Some people come to PI to race and win, some people come to race and a small percentage come to just have fun. Nowhere was this more evident than in the case of The Purple Gang. Made up of sidecar racer, Wade Boyd (#273) and his best buddy, Eric Lindaeur (#619) These two American reprobates brought across Wade’s Kawasaki Z1000 from a couple of years ago and a hot-rod Moto Guzzi that the two of them have built and they spent the weekend kicking back and propping up the back end of the grid. Now, to be fair, Wade did get a couple of top 10 finishes which was pretty impressive for a big, heavy and underpowered bike, but their lap times didn’t set the world alight and they did have their share of mechanical woes (thankfully the Guzzi problem proved to be minor) and nobody could say that they didn’t liven up the pits and the meeting. Wade’s wife, Christine, has some serious family issues at the moment so she couldn’t make the trip so no sidecar antics for Wade (in the end there weren’t any sidecar races anyway, boo, hiss) but it was a constant delight watching Eric and Wade go about their business in the pits and on the track. I don’t think I know any racer who has a more laid-back attitude to his racing than Wade and Eric, who I hadn’t met before, seems to be the perfect foil to his purple-haired compatriot. What a duo!

Time to go home.

Pyramid Rock, Phillip Island.

Since this year’s IC was as much about tourism as it was about the racing we took two whole days to get home, doing a “Melbourne to Wollongong via Darwin” effort. We started by some sightseeing on the Island, something I have never done in 8 years of going there and it truly is a lovely place.

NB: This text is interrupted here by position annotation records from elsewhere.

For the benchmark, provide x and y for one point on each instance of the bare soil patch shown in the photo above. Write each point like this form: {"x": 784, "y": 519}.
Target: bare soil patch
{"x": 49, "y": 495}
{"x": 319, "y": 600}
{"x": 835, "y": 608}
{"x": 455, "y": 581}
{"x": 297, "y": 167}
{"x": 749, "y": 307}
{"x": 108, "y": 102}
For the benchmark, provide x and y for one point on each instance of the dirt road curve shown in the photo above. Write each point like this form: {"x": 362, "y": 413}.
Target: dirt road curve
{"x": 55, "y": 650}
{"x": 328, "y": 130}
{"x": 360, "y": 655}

We then wound our ways up through the Dandenongs, The Black Spur, Healesville, Alexandra and out onto the Hume at Benalla. We overnighted in our favourite motel in Albury and then headed east along the Murray Valley Highway to Corryong. What a great road that is. From Corryong we headed up into the Snowy Mountains, falling into company with a group of 4 bikes who were obviously touring like us. At one of the lookouts we caught them stopped admiring the scenery and were amazed to find that the riders all come from Wollongong, it’s a small world.

We stopped at Jindabyne for lunch and then pressed on. We took the back road across to Dalgety coming out on the Bombala Road at Ando and the out onto the Snowy Valley highway. Down Brown Mountain to Bega and up the coast to home. The last part of the journey was pretty uneventful except for navigating a shrieking storm just north of Batemans Bay. We arrived home late on Tuesday afternoon and are already making plans for IC2020. The Island Classic IS the most fun that you can have with your clothes on and next year’s event can’t come soon enough.